Somehow this seems unfair, but it is logical. If you spend your entire life trying to be thinner, and you finally get to somewhat thinner, what ever makes you think that you will suddenly have to stop trying? Why would you have a different metabolism, or no longer have all that history with food marring your eating habits or all those latent fat cells hanging around waiting to be refed? You don't. So, carry on, woman, you have more work to do. EVERY DAY. It will be a BATTLE every day.
So now I know, that I have to be on guard against plates of candy, and cookies and bags of chips. I have to watch out for unguarded moments and well meaning friends. I always have to be vigilant about logging my food (I figured out that probably those 2 coconut candies were probably between 150 and 200 calories for both) and mostly plan to be prepared for those moments of the unexpected. I can't really relax, one pound can become 5 or 10 and that just cannot happen. But the one unexpected thing I do need to do is not be so hard on myself if I consciously decide that a treat is ok to have. And I am amazingly hard on myself.....
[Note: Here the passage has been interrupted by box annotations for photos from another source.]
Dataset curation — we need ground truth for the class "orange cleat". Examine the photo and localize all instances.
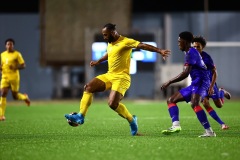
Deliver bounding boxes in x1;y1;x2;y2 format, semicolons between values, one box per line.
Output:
222;124;229;130
220;88;232;99
0;116;6;121
24;93;31;107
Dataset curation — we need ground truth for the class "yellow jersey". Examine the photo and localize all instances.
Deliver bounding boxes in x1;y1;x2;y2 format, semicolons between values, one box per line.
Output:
1;50;25;78
107;36;140;74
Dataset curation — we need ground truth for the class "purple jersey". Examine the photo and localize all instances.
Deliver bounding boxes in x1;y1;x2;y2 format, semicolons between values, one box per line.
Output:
179;47;210;102
201;51;215;81
201;51;220;99
184;47;210;86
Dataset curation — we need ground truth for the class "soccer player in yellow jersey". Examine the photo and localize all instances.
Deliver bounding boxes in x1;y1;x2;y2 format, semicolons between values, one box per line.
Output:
65;23;170;136
0;38;30;121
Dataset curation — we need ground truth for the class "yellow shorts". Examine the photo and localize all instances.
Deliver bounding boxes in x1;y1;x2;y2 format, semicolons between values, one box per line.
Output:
96;73;131;96
1;77;20;92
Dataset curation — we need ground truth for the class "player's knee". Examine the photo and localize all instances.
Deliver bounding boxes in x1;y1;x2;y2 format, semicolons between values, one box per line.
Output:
167;97;176;104
108;100;119;110
12;94;18;100
84;84;92;93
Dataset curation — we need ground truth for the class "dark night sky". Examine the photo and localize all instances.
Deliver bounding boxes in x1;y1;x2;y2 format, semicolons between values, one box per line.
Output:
0;0;240;13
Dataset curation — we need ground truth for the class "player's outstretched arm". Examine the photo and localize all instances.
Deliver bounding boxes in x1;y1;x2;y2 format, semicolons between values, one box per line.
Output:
90;53;108;67
137;42;171;60
161;66;192;90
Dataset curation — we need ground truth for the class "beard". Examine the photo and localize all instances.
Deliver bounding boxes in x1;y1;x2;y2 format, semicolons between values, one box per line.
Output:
108;35;114;43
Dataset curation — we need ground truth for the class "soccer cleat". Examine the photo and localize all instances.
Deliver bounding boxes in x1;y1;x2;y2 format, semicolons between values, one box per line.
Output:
0;116;6;121
220;88;231;99
130;115;138;136
222;124;229;130
24;93;31;106
198;132;216;138
162;126;182;135
65;113;84;125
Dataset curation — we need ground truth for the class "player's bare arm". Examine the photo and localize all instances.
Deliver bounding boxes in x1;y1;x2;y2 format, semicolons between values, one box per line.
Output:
161;66;192;90
137;43;171;60
208;67;217;96
90;53;108;67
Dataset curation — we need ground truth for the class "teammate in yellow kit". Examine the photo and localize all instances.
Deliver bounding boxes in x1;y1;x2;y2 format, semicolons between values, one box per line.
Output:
65;23;170;136
0;38;30;121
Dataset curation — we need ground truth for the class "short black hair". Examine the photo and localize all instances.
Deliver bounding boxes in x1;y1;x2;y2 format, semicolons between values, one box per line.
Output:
103;23;116;31
179;31;193;42
5;38;15;45
192;36;207;48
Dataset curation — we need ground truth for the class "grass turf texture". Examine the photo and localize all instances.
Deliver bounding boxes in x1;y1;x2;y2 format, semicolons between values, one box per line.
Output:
0;100;240;160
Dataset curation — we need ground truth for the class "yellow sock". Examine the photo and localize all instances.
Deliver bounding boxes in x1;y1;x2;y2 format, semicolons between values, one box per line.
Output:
80;92;93;117
115;103;133;122
17;93;27;100
0;97;7;116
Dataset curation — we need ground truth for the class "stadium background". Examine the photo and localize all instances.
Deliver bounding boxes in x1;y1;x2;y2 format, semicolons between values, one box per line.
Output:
0;0;240;99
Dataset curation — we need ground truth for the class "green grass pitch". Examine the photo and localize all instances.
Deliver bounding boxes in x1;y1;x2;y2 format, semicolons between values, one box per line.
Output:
0;100;240;160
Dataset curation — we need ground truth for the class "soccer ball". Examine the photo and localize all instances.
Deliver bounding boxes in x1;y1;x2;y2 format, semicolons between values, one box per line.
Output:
67;112;79;127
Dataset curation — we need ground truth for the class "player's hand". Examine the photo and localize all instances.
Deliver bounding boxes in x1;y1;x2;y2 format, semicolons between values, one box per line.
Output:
161;81;171;90
90;61;99;67
160;49;171;60
208;87;214;96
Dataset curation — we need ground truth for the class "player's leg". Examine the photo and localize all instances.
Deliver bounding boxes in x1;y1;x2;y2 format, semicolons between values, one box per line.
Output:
0;78;10;121
162;86;188;135
191;93;216;137
202;97;229;130
108;77;141;136
10;79;31;106
219;88;231;103
0;87;9;121
65;78;106;125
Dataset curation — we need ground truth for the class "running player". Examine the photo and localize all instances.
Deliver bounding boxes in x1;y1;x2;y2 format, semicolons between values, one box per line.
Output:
161;31;216;137
65;23;170;136
0;38;30;121
192;36;231;130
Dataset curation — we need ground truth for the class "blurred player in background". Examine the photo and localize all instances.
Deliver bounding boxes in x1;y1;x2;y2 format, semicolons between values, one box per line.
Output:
65;23;170;136
0;38;30;121
192;36;231;130
161;31;216;137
I need a new goal. I am not sure what that is going to be. If it is a fitness goal, or an exercise goal or a body fat goal...... I just don't know yet. But I will have one soon, because I do well when I am aiming for something specific. For now, for today, I am going to get out my food for the day and plan to succeed. I will attempt to ignore my hunger pangs, will spread out my good, healthy food through the morning like I have been, to stay really active and drink a ton of water. I will be finding joy where I can and give my students the love, understanding and information that they expect from me. I'll continue doing what I do best and keep attempting to do what I want to succeed at the most. Then I will go to the gym and take all my frustrations for the day and throw them on the floor underneath one of the stacks of weights, along with those of 10 or 15 other great people who are doing the same thing.
I know that there really is no differentdebi, that the confuseddebi was just a few moments in time and that the same old me is here: just like last week and just like next week. And I think that is ok.
By the end of the day, I will find a little zen time, connect with a few of my friends, finish logging my food and exercise, feel some success in my day and relive the joy that I found. And that is no different than last Friday.